Едва лишь гостья переступила порог, как на нее с веселым лаем набросился Гектор. Огромный пес едва не сшиб ее с ног.
— Сидеть! — строго приказала ему Кристина. И почему англичане так любят держать дома собак? У Лии жила гончая, свекор Кристины держал овчарку, а в доме Эллен, подруги отца Кейт, обитали три дворняги, которых хозяйка выводила на длинных поводках. Когда-то она подобрала их на улице после бомбежки, бедняги потеряли прежних хозяев, изголодались и нуждались в уходе и ласке.
— Я пеку для детей марципаны с корицей к чаю, — с улыбкой сообщила Кейт гостье. — Хетти дала мне сахарной глазури, оставшейся от пирога, который она испекла для праздника. Мне пришлось разбивать комья скалкой.
Кристина улыбнулась ей в ответ загадочной улыбкой Джоконды. Ее странная манера улыбаться вызывала у окружающих если не раздражение, то удивление.
— Почему Кристина никогда не улыбается, как все нормальные люди? — поинтересовалась однажды Хетти у Джека Робсона. — Почему она прячет зубы?
— Так ведь она не такая, как все смертные, — раздраженно ответил Джек. — Она мнит себя красавицей, а они не скалят зубы, а складывают губки бантиком, словно кошечки.
Кристина стукнула кулачком по столу и выпалила:
— Кейт! Нам нужно серьезно поговорить.
Кейт полила глазурью последний марципан, бросила нож в миску с мыльным раствором и, обернувшись, настороженно взглянула на подругу. Неужели ссора с Мейвис лишила ее покоя? Неужели она хочет выпытать что-то о прежних отношениях Мейвис и Джека?
— Что случилось? — спросила Кейт, надеясь, что женское чутье ее обмануло.

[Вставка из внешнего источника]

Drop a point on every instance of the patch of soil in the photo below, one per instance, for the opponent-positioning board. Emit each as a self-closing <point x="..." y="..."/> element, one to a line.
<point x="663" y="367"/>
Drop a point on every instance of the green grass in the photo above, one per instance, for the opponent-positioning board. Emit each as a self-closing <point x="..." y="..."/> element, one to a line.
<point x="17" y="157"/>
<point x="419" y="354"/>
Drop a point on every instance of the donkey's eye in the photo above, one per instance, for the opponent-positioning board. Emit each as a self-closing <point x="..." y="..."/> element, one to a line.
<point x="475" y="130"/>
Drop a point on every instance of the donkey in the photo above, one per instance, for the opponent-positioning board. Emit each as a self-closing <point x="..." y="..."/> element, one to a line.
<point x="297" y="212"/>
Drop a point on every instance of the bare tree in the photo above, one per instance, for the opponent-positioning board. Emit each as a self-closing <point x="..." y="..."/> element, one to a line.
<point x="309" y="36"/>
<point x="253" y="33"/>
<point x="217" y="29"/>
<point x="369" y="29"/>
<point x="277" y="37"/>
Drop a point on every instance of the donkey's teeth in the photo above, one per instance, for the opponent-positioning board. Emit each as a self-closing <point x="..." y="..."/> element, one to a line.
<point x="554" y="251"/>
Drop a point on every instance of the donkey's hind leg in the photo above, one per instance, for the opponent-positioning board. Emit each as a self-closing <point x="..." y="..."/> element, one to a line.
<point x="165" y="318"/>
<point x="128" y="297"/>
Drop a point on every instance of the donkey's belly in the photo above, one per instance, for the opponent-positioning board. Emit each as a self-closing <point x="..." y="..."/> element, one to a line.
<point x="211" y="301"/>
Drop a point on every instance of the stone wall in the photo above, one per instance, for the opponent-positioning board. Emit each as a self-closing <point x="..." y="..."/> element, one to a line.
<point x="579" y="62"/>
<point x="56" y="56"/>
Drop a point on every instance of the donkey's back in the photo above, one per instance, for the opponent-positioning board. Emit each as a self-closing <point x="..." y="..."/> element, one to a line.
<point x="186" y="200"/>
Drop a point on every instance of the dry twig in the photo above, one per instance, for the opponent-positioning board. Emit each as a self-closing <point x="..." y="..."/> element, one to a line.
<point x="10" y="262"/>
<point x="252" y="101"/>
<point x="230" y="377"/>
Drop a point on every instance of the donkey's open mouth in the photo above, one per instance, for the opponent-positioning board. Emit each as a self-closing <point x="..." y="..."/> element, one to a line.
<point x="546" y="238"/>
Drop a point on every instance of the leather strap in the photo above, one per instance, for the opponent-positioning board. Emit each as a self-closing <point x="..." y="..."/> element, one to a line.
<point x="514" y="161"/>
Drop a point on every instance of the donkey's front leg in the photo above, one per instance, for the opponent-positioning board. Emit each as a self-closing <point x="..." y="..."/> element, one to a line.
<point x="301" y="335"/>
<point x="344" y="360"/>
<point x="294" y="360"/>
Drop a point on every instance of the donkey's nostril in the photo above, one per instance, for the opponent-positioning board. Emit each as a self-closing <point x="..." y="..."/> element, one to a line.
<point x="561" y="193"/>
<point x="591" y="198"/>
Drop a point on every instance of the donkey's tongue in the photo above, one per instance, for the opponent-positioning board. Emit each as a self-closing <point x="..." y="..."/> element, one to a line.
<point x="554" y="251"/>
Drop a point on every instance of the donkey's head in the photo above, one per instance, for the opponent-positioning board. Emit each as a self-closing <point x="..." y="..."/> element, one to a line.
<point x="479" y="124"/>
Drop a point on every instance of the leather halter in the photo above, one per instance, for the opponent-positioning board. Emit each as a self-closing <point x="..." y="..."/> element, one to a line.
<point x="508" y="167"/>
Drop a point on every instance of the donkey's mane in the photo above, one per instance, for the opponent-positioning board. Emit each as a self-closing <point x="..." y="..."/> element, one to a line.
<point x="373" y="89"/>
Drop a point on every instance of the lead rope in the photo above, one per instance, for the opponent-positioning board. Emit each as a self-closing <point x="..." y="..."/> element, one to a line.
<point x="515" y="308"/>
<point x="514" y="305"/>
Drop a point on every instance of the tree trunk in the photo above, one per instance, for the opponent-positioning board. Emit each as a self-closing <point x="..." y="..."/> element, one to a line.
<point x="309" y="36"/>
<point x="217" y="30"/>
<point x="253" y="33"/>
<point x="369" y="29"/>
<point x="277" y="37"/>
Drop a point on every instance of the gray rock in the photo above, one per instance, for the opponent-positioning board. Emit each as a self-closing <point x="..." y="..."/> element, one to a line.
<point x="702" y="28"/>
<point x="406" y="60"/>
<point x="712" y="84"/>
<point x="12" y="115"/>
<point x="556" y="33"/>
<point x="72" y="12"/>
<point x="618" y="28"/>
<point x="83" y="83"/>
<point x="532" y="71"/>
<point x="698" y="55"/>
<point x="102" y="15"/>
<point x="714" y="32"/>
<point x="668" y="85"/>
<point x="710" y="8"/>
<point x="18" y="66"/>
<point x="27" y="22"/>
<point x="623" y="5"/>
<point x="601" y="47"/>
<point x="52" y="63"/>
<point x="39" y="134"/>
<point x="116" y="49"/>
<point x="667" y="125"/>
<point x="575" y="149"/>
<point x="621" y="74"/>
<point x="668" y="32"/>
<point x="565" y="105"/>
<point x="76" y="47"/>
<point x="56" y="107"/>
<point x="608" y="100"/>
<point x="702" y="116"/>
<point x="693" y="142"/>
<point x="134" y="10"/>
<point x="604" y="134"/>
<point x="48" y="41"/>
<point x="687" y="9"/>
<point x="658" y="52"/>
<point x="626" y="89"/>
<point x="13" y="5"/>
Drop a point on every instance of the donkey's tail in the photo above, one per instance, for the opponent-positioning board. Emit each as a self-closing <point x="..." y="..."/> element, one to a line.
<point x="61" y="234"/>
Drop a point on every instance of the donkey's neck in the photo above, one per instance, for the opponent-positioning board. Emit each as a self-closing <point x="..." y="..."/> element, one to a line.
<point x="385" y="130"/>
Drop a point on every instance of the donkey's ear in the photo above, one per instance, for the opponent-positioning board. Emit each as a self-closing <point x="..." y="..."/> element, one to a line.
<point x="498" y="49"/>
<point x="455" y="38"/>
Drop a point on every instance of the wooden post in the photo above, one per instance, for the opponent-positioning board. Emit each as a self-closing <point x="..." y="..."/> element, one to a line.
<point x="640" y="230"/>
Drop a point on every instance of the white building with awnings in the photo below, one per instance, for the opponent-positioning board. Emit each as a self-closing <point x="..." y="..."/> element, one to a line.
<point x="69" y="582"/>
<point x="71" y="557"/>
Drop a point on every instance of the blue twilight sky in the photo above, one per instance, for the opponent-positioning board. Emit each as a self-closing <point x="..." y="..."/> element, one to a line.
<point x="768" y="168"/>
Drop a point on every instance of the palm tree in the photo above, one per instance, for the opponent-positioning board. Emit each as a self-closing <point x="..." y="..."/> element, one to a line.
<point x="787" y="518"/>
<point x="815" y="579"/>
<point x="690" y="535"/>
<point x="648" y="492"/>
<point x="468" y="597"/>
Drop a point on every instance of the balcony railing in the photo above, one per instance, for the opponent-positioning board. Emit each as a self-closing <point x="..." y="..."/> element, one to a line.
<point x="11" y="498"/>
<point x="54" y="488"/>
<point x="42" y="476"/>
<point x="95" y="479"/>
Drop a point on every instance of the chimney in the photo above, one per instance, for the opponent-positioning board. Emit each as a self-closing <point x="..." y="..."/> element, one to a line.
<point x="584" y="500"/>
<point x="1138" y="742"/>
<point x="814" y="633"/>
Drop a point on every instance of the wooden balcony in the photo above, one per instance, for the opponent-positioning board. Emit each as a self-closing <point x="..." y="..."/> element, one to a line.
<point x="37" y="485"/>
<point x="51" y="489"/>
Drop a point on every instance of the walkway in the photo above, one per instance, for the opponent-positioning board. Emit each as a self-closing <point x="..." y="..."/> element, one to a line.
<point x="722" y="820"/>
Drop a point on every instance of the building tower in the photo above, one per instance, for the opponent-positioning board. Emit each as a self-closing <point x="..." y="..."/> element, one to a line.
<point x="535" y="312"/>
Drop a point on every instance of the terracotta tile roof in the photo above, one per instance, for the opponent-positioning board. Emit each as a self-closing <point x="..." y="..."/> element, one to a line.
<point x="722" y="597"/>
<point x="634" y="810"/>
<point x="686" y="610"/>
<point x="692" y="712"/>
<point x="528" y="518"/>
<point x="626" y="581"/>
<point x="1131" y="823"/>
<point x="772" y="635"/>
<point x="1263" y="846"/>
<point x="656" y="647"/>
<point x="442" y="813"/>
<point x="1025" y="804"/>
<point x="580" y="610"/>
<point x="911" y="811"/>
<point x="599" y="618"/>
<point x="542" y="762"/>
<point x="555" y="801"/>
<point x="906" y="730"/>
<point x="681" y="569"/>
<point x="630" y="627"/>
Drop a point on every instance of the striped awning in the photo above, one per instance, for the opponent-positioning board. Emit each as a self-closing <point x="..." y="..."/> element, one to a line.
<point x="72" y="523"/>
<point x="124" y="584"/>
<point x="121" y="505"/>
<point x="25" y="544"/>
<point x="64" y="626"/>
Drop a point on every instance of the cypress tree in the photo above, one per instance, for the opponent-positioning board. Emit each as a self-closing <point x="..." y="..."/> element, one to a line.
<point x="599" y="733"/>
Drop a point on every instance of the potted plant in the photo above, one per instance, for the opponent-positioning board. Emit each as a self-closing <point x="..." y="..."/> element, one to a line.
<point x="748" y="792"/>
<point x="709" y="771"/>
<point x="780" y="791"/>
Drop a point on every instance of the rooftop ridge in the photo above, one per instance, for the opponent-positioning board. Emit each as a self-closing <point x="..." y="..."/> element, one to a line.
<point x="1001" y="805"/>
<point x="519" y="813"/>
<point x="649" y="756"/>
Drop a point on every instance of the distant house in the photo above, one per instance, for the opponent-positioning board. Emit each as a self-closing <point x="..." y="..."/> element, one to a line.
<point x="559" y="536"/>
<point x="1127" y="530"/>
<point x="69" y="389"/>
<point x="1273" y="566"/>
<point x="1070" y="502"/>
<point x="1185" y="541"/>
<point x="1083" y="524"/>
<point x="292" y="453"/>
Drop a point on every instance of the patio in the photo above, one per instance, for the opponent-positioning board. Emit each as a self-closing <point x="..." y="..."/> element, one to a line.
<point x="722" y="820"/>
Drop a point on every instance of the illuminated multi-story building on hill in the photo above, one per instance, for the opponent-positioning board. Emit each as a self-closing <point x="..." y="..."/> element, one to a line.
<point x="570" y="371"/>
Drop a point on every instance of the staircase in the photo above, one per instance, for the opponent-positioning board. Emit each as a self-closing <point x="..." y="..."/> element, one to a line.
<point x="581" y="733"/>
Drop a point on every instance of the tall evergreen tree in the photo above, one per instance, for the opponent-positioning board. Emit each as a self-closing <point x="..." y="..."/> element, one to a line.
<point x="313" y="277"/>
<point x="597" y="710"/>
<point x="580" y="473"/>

Кристина выждала, пока она сядет, и с жаром выпалила:
— Речь пойдет о моей семье. Я не могу отделаться от мысли, что мама и бабушка живы, что им чудом удалось спастись.
От неожиданности у Кейт глаза поползли на лоб. Впервые за все время их знакомства Кристина коснулась этой темы. Что же подвигло ее на это?
— У тебя есть какие-то основания полагать, что они выжили в этом кошмаре? — робко спросила Кейт. — Ведь твоего брата и отца застрелили, а маму и бабушку арестовали. Это так?
Кристина побелела как мел, под глазами обозначились синие круги. Скрытная по натуре, она даже теперь, спустя девять лет после той трагедии, не могла заставить себя говорить о гибели близких ей людей. Не отвечая на вопрос Кейт, она сдавленно произнесла:
— Возможно, что мама и бабушка живы. Мне не известно, в какой именно концентрационный лагерь их поместили и поместили ли вообще. Наверняка я знаю только то, что нацисты считали нашу семью враждебной государству и хотели стереть ее с лица земли.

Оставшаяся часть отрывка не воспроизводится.